And this, he noted, is a reality for many employed by the horse racing industry.
“Listening at what I heard today, you’d swear that there is nothing going on,” said Donna Skelly, the Ancaster-Dundas-Flamborough-Westdale Progressive Conservative candidate, who attended the Jan. 16 meeting. “There’s such a disconnect between the reality of the cancellation of this program, how it’s going to affect the residents and farmers in this community and what is being said, politically.”
While McMeekin and Snobelen spoke extensively about their work on the horse-racing portfolio, Hamilton Mayor Bob Bratina was invited to speak about the city’s work on the casino file.
“The issue for Hamilton right now is the future site of a casino,” noted Bratina.
Council has already voted in support of maintaining operations at Flamboro Downs in an attempt to ensure the success of the city’s agricultural sector, namely the horse racing industry.
However, should a casino be located elsewhere in the city, Bratina suggested the possibility of re-allocating the funds Hamilton receives from the OLG – roughly $4.5 million annually – to support horse racing at Flamboro Downs.
“…I think it’s fair to consider whether the city should apply some (or all) of those proceeds to sustain the horse racing industry,” noted the mayor, stressing the municipality’s strong rural and agricultural footprint – a $2 billion sector in Hamilton.
“Could we look at transferring the horse racing portion of the property to some organization that could write a charitable receipt, for instance, take the property and then operate it beside but separate from the actual casino?” It’s a possibility, said Bratina, who has spoken with McMeekin about the city’s options. “We are not finished discussing that around the council table.”

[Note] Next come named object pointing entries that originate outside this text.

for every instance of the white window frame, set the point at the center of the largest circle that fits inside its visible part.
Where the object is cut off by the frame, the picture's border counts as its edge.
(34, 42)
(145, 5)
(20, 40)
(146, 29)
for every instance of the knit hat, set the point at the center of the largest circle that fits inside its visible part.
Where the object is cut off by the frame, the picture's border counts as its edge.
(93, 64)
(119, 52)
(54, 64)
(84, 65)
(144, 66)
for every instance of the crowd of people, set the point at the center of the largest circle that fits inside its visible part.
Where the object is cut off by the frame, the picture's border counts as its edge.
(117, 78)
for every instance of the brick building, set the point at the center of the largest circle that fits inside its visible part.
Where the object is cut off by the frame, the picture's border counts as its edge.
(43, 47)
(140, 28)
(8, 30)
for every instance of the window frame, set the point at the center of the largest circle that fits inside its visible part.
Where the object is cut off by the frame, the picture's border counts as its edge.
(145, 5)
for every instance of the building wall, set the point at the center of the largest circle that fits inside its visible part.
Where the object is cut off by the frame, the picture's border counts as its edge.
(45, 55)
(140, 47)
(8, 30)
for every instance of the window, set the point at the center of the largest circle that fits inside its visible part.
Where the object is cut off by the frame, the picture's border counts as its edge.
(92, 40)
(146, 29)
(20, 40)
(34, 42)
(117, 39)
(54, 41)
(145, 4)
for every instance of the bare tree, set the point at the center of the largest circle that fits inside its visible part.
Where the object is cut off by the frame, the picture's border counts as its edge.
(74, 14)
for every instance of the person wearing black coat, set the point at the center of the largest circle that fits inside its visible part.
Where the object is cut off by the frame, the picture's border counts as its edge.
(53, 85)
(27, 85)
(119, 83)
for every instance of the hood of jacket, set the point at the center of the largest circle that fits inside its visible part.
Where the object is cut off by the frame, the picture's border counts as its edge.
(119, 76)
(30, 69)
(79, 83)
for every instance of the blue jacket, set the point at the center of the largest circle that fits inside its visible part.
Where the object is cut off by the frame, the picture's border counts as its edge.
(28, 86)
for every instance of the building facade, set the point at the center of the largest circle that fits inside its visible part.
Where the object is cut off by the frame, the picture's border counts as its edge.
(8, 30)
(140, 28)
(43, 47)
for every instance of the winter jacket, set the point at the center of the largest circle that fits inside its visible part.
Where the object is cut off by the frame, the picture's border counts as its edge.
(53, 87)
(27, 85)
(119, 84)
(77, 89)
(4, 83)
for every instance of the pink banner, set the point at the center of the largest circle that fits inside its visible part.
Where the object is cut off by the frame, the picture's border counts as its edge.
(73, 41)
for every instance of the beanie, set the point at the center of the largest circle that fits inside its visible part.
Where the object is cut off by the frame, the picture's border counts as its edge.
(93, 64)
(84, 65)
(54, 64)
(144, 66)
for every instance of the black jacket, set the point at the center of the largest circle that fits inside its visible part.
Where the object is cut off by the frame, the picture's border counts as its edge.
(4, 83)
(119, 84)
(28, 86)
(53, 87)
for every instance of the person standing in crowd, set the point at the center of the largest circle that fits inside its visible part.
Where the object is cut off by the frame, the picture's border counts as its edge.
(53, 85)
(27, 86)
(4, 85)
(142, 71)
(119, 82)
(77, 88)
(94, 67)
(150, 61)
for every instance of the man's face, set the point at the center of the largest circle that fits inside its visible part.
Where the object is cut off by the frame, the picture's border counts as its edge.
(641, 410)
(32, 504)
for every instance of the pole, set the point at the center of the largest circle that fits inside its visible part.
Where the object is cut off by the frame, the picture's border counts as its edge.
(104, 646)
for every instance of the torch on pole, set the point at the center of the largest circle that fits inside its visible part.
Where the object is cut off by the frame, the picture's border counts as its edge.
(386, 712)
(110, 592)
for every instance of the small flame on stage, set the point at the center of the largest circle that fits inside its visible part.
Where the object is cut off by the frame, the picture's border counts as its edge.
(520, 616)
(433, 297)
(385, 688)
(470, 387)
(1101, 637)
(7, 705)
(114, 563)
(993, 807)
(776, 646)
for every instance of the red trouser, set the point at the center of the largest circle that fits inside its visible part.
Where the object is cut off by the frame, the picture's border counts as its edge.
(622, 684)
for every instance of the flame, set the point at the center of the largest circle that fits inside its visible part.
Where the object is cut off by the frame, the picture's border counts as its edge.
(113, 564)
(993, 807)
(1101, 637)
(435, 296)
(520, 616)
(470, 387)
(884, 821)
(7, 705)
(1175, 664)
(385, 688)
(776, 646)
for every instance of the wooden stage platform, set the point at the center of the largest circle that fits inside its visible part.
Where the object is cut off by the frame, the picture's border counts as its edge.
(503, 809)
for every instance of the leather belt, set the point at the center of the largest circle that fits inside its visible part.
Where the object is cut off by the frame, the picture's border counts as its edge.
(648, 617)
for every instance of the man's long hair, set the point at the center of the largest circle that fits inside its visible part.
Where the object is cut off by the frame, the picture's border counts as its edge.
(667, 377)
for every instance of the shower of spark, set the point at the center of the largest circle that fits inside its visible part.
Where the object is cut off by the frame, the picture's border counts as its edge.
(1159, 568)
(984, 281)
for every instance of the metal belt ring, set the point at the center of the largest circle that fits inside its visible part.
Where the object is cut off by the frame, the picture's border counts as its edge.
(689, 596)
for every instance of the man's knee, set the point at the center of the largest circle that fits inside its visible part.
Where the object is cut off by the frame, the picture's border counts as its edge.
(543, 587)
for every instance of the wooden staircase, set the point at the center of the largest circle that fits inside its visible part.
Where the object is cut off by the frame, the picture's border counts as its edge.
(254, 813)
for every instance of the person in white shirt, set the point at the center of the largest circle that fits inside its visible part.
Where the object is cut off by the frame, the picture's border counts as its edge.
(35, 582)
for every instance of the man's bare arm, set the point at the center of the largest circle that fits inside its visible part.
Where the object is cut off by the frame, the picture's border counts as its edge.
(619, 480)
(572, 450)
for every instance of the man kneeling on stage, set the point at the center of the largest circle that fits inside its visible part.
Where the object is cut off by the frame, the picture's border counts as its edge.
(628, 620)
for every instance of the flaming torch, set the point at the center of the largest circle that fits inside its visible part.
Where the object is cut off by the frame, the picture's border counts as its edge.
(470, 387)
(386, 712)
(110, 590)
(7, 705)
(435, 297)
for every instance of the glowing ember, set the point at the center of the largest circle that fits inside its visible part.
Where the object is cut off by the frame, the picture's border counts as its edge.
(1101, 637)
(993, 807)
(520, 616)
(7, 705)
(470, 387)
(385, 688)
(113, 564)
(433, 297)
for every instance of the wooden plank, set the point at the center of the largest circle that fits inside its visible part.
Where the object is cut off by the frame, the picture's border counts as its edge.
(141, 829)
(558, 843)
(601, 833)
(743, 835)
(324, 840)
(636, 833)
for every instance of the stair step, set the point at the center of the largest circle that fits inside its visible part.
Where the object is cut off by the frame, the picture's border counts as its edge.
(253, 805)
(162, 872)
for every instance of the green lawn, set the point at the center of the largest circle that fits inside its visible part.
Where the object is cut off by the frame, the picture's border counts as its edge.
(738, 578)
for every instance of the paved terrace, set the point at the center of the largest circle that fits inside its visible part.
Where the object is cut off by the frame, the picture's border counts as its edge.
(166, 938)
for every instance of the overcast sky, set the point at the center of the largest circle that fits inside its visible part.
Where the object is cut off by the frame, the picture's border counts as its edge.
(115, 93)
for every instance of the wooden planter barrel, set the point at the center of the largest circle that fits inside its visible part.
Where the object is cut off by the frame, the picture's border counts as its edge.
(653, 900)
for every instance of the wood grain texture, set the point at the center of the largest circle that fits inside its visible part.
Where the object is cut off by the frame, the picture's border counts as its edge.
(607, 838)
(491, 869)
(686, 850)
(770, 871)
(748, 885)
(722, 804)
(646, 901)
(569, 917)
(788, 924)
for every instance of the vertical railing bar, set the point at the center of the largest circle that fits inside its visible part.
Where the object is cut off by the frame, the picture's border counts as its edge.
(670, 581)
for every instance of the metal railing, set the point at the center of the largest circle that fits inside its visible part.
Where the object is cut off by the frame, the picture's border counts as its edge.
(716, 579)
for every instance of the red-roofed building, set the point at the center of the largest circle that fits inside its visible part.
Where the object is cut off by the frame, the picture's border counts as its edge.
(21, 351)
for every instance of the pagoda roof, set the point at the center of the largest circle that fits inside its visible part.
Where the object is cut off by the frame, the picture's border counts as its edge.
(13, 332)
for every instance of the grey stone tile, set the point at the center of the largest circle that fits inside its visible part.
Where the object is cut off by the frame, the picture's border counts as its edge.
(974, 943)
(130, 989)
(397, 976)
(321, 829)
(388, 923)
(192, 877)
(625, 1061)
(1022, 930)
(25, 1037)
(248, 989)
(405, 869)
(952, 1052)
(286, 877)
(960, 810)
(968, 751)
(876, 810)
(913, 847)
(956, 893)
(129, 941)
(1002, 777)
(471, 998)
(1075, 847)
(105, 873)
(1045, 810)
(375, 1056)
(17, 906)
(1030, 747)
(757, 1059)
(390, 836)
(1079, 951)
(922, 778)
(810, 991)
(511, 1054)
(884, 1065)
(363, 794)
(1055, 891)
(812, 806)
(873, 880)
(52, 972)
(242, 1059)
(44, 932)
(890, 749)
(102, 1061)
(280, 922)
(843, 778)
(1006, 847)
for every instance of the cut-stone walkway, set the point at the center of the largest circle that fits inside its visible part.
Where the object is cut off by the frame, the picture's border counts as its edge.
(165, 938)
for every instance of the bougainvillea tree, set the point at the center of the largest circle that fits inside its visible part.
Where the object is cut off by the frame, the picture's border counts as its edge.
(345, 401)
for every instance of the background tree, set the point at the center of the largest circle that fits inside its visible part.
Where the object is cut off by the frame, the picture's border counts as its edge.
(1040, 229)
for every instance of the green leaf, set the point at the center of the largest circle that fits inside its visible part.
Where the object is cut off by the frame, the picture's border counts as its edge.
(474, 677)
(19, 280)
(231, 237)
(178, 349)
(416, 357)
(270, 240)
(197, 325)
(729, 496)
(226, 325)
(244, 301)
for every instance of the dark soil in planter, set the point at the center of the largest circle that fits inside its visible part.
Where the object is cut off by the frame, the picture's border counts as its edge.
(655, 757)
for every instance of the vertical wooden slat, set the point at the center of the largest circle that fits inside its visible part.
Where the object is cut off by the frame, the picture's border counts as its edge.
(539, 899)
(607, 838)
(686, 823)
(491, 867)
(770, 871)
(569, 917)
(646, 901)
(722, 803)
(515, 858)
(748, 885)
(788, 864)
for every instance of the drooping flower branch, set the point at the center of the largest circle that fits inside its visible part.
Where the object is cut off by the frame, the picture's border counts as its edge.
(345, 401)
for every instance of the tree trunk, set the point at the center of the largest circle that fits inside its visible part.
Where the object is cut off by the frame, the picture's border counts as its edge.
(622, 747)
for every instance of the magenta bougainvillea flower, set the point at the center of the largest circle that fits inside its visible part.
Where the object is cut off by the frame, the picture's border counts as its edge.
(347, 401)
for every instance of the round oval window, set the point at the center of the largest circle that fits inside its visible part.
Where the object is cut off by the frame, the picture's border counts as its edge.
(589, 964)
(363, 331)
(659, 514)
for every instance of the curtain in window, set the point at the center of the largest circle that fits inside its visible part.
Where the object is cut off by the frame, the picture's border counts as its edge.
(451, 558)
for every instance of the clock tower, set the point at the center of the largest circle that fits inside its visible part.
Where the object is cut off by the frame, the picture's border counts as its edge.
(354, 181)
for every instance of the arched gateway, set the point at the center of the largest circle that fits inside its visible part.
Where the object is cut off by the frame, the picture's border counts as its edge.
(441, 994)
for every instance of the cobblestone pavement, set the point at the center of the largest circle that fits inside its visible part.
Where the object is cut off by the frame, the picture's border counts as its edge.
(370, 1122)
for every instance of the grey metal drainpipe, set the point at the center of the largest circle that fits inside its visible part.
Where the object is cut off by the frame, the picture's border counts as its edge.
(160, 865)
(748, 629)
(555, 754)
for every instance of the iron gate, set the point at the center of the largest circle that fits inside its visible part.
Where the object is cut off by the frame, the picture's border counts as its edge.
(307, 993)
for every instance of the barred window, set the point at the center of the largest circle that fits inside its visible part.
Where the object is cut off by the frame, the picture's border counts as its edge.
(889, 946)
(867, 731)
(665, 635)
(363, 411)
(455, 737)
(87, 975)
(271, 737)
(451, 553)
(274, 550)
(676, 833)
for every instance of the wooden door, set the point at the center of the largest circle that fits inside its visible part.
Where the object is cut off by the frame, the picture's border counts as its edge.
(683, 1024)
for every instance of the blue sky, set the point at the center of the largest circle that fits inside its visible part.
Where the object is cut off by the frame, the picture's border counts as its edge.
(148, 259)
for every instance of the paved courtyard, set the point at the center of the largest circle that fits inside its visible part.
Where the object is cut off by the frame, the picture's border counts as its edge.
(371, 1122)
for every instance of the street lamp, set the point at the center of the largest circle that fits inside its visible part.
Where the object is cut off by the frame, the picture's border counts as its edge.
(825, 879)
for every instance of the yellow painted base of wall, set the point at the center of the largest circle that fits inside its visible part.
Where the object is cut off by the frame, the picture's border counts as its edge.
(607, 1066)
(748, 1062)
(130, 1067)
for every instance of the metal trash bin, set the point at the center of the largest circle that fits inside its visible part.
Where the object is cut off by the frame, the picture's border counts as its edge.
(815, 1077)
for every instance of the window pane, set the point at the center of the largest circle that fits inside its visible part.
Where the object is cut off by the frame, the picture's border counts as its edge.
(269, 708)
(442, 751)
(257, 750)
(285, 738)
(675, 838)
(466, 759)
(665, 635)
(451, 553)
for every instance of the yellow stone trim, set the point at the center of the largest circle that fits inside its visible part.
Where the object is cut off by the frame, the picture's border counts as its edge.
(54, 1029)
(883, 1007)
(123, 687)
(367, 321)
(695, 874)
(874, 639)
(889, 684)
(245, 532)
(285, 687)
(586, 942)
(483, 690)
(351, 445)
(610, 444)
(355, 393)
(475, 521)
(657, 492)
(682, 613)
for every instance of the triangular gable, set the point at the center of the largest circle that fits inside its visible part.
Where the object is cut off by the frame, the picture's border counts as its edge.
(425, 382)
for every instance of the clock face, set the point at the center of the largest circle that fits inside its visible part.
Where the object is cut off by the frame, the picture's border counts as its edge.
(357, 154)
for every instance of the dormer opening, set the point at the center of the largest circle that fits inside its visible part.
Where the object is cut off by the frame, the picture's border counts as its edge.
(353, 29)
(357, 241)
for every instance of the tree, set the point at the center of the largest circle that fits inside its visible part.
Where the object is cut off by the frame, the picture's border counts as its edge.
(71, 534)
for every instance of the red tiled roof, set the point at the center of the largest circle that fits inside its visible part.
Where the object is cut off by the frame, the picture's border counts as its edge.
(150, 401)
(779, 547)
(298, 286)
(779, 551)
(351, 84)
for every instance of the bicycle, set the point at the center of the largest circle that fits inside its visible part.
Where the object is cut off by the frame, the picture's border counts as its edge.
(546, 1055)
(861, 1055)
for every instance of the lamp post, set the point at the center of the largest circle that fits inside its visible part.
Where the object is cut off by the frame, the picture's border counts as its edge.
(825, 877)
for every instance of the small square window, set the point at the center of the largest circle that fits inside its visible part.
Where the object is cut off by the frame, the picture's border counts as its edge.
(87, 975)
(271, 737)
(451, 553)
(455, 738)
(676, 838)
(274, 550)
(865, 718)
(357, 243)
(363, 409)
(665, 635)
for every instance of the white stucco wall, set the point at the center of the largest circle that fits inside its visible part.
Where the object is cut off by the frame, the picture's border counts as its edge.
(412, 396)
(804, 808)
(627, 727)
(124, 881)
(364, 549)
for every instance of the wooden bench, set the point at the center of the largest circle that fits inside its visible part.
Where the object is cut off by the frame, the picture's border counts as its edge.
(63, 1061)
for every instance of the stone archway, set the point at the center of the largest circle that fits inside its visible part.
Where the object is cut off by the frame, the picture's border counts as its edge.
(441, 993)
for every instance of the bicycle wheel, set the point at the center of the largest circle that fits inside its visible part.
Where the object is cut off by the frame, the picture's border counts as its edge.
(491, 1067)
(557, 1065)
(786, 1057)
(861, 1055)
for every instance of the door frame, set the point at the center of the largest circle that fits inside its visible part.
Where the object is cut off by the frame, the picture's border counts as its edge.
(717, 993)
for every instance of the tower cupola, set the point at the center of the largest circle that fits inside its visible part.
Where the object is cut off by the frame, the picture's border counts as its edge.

However, the mayor’s proposal came as a surprise to Flamborough councillors Robert Pasuta (Ward 14) and Judi Partridge (Ward 15), who say this has yet to be mentioned at city hall.
“I, certainly as a councillor for the area, have not been privy to any discussions that the mayor has had with regards to this new-found funding model,” said Partridge. “It would have to be decided by council and, to my knowledge, it certainly has not been discussed with us as councillors.”
Pasuta recalls the mayor mentioning this at a recent committee meeting. “He has mentioned it before but it’s nothing that has been run by councillors; it’s nothing that has come from staff,” he said.
Should Bratina’s suggestion of re-allocating the municipality’s share of the slots revenues to bolster horse racing occur, the Ward 14 councillor said, “it wouldn’t keep horse racing going” – not in their “wildest dreams.”
Flamborough’s elected municipal officials remain unwavering in their support of Flamboro Downs.
“The casino must be located at Flamboro Downs so we have a casino, slots and racetrack operations,” said Partridge.
And while the decision of hosting a casino comes down to the municipality’s willingness, there are three other parties involved in the decision-making process.
“We are at the end of the table waiting for the scraps,” said Pasuta.